Staff Writer

In exchange for up to $180 million in cash, Vivus Inc. agreed to license its transdermal estradiol spray, EvaMist, to specialty pharmaceutical company KV Pharmaceutical Co.

"We wanted to monetize that asset for as much as possible, as quickly as possible," said Timothy Morris, Vivus' vice president of finance and chief financial officer.

And Mountain View, Calif.-based Vivus expects to get most of its money very quickly - likely before the end of the year. A $10 million upfront payment will be due at closing, expected in mid-2007. Another $140 million milestone payment is due upon the FDA's approval of EvaMist, which could come on its PDUFA date of July 29, 2007.

Following approval, St. Louis, Mo.-based KV Pharma will manufacture, sell and market the menopause drug, as well as assume responsibilities for regulatory requirements, expenses and liabilities. Launch is expected by September, and KV Pharma estimates the drug could achieve $125 million in peak annual net sales. The first time sales reach $100 million in a market year, Vivus will get another $10 million payment; if net sales climb to $200 million, Vivus gets a $20 million payment.

Most of the cash will be used to fund Phase III trials slated to begin in the second half of the year with obesity drug Qnexa. Ilya Kravets, analyst with Rodman and Renshaw LLC in New York, said he is "highly optimistic" about Qnexa, which combines two well-known drugs used to curb hunger and increase feelings of fullness.

Vivus' pipeline also contains Phase II female sexual dysfunction and erectile dysfunction drugs, as well as the marketed erectile dysfunction drug Muse (alprostadil).
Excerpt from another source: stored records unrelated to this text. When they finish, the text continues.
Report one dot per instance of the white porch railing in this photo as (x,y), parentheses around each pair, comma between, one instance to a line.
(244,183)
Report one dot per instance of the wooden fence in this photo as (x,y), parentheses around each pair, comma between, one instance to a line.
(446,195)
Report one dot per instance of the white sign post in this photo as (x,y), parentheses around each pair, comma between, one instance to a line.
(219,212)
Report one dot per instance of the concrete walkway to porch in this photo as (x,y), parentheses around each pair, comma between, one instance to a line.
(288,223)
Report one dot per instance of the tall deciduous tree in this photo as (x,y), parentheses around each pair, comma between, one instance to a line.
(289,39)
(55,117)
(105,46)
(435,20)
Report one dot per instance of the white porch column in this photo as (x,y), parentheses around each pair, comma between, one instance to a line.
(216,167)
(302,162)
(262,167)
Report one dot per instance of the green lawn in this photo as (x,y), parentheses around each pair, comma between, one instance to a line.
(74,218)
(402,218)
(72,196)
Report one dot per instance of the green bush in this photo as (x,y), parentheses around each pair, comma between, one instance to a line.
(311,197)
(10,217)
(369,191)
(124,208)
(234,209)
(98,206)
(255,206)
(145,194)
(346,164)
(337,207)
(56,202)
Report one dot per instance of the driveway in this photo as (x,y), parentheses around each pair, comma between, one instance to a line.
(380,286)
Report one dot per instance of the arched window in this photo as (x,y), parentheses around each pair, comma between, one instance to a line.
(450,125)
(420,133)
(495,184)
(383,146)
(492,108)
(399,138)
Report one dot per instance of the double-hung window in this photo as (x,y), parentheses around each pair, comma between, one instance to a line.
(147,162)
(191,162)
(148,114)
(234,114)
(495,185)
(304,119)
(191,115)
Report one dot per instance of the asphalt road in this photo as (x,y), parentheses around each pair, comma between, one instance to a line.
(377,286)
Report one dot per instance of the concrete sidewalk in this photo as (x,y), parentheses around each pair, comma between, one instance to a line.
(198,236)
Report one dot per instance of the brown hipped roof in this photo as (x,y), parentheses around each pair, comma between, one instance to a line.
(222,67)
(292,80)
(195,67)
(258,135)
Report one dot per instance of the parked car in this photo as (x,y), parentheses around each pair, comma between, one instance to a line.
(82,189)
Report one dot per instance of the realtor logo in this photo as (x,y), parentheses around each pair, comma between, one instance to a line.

But even though the company has its own urology-focused sales force, launching EvaMist internally would have required building a separate OB/GYN-targeted sales force, Morris said.

Instead, Vivus chose to license U.S. rights for the drug to KV Pharma, which has a 285-person sales force in its Ther-Rx Corp. branded prescription business unit. Morris also cited KV Pharma's commitment to its women's health franchise, which includes a vaginal anti-fungal and a line of prenatal vitamins.

Vivus originally licensed U.S. rights to EvaMist from Australian drug delivery company Acrux Ltd., which still holds the rights in the rest of the world. The drug is a proprietary formulation of estradiol delivered once-daily via a metered-dose transdermal spray. In Phase III trials, EvaMist treatment resulted in a statistically significant reduction in the number and severity of moderate and severe hot flashes.

More than two-thirds of North American women have hot flashes during menopause, according to The North American Menopause Society, and hormone replacement is currently the only FDA-approved treatment option. The market for prescription estrogen therapies is estimated at $1.5 billion annually, but it previously topped $2 billion before studies by the Women's Health Initiative linked estrogen to an increased risk of stroke, deep-vein thrombosis, myocardial infarction and other complications.

The WHI studies scared many women away from estrogen and prompted pharma and biotech companies to pursue alternatives. The first of these, Wyeth Pharmaceuticals Inc.'s Pristiq (desvenlafaxine succinate), is under FDA review. Other alternatives in development include Bionovo Inc.'s MF101, a selective estrogen drug slated for Phase III trials in early 2008, and Depomed Inc.'s Gabapentin GR, an extended-release formulation of the approved drug gabapentin scheduled for Phase II trials in the first half of this year.

Kravets said he thinks the estrogen alternatives will "create a market position," but that the public reaction to the WHI studies was "blown a bit out of proportion" and that estrogen therapy has "started to come back in the last year or so."

Morris agreed that "estrogen therapy is coming back." He added that transdermal formulations may be safer than oral versions, citing a study published in Circulation earlier this month.

Transdermal estrogen formulations, like Elestrin (estradiol; BioSante Pharmaceuticals Inc. and Bradley Pharmaceuticals Inc.) already account for an estimated $300 million of the estrogen market. Kravets said that, if properly marketed, Elestrin and EvaMist have the clinical profiles to "take over the transdermal market and carve a piece out of the oral market as well."

Shares of Vivus (Nasdaq: VVUS) closed up 40 cents at $5.13 on Friday. Shares of KV Pharma (NYSE: KV-A) traded down 23 cents to close at $24.73.